An insatiable reader throughout his life, Vincent van Gogh was literate in Dutch, English, German, and French. He counted Dickens, Zola, Shakespeare, and Maupassant among his favorite authors, and also held special esteem for Henry Wadsworth Longfellow—in letters to his brother Theo, Vincent refers to several of the American poet's works, mentioning Tales of a Wayside Inn and quoting from poems including 'The Saga of King Olaf’ and 'The Light of Stars.' The quotation here boasts highly visual appeal, evoking the glimmering red sun and trailing shadows at dusk—elements one might expect to see in one of van Gogh's paintings. Vincent's favorite literature guided his thoughts, defined his worldview, and influenced his art.

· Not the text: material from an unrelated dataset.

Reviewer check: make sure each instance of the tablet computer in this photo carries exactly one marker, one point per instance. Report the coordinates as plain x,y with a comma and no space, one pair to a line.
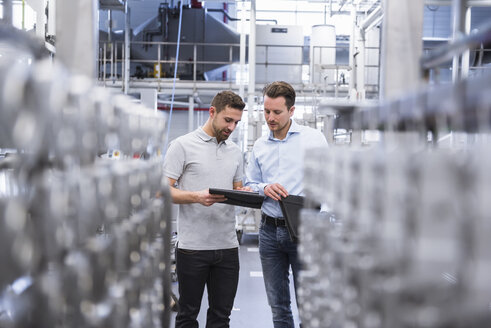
291,206
240,197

A recent study of his reading, Vincent's Books: Van Gogh and the Writers Who Inspired Him by Mariella Guzzoni, was published in 2020.
The religious text here offers insight into van Gogh's spiritual preoccupations during a period in which he became increasingly fervent, immersing himself in religion while becoming pious and monastic. In 1877, shortly after writing these texts, he went to live with his uncle, the theologian Johannes Stricker, to prepare for the University of Amsterdam's theology entrance examination. He failed that exam and proceeded to fail a three-month course at a Protestant missionary school. He was able to find work as a missionary in Belgium in 1879, but was soon dismissed for 'undermining the dignity of the priesthood.' He finally would turn to art in the early 1880s, introduced to oil paints by his cousin Anton Mauve.
In April 2020, Martin Bailey of The Art Newspaper traced the lineage of this van Gogh fragment—and several others—back to an album that had been owned by Annie Slade-Jones, van Gogh’s landlady in Isleworth, where he lived while working as a teacher from October to December 1876. Van Gogh filled six of the album's pages with writings drawn from published sources, including poetry, passages from the Bible, hymns, and literary writings. They were subsequently sliced up—probably sometime in the 1980s—and dispersed to collectors and collections around the globe. About half of the texts are today held by the Getty Research Institute in Los Angeles, and the whereabouts of several others are unknown. A remarkable and fabulous handwritten piece by the legendary painter, perhaps his closest association with America.